1) We divide the number x by 2 to the power of n and take its remainder from dividing by 2.
\(\Bigl\lfloor\dfrac{x}{2^{n}}\Bigr\rfloor\operatorname{mod}2=\lfloor2^{-n}x\rfloor \operatorname{mod} 2\)
We may also need the length of the binary x, so it can be obtained by the formula:
\(\lceil log_2x\rceil\)
2) When we have all remainders we concatenate them with each other. In math, we can replace concatenation with \(a*10^n+b*10^{n+1}+c*10^{n+2}...\)
3) Write all remainders in reversed order
So here's the formula that converts decimal to binary.
\(bin(x)=\sum^{\lceil\operatorname{log}_2x\rceil}_{n=0}\lfloor2^{-n}x\rfloor\operatorname{mod}2*10^n\)
Look at this in Desmos: https://www.desmos.com/calculator/2jabzvxn4t
JG: That is very nice. Since you have a good understanding of deriving mathematical formulas, it would serve you very well to learn a programming language such as Python, C, C++.......etc. You could, for instance, program the above formula using very short one-line code to convert any number into binary, almost instantly, such as this line: n=123456789;m=2; a=n%m;printa,", ",;b=int(n/m);n=b;if(n>m, goto2, discard=0;printb,;
It will instantly convert 123456789 into binary like this:
1 , 0 , 1 , 0 , 1 , 0 , 0 , 0 , 1 , 0 , 1 , 1 , 0 , 0 , 1 , 1 , 1 , 1 , 0 , 1 , 1 , 0 , 1 , 0 , 1 , 1 , 1 [read from right to left].
Thanks for your reply. I want to say that I already know Python and Javascript, and I know how to convert decimal numbers to binary using programming, but I'm interested in doing this mathematically.
That's really cool!!
If you want to try it, here's another (similar, maybe easier) challenge:
Make a function that will return the sum of the digits. So for examples:
f(123) = 6
f(100) = 1
f(4532) = 14
f(3) = 3
f(0) = 0
And let's also assume here that n ≤ 32
\(f(x)=\sum^{\lfloor\log_{10}x\rfloor}_{n=0}\Bigl\lfloor\dfrac{x}{10^n}\Bigr\rfloor\operatorname{mod}10\)

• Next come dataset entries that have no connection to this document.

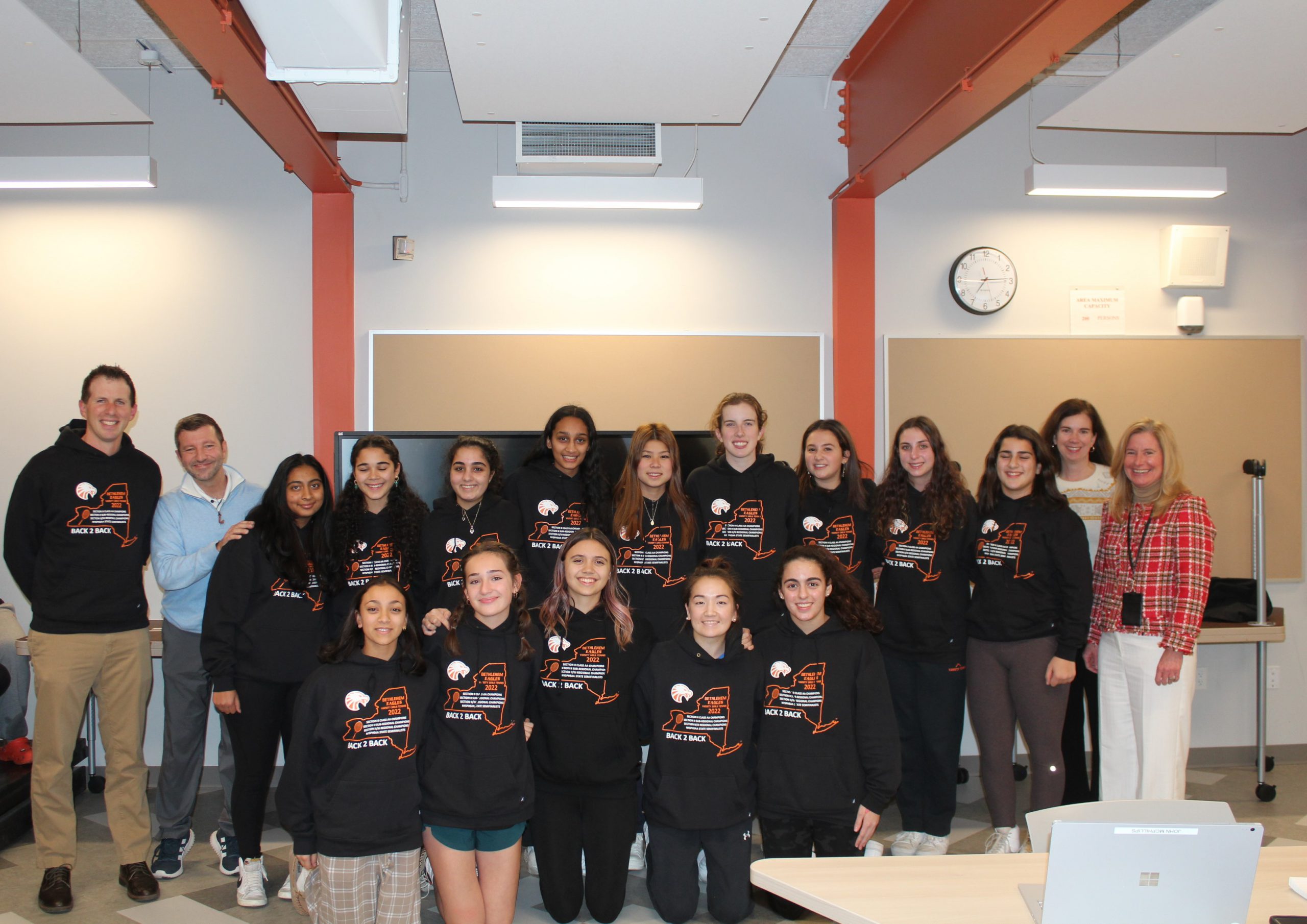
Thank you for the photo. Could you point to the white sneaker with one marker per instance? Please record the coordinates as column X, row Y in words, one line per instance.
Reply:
column 637, row 860
column 932, row 846
column 250, row 892
column 907, row 843
column 1004, row 841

look at this in Desmos: https://www.desmos.com/calculator/6tktu9vizl
Hi hectictar: Just for my own curiosity, I took up you suggestion and hastily wrote this very short code to sum up the digits of any number. It can easily add up the first 1,000 digits of Pi, for example. In this short code, it sums up:123456789 and counts them as well:
n=123456789;s=0;p=0;cycle: s=s+(n%10);p=p+1;n=int(n/10);if(n!=0, goto cycle,0);print"Total Sum =",s;print"Total Num =",p
Total Sum = 45
Total Num = 9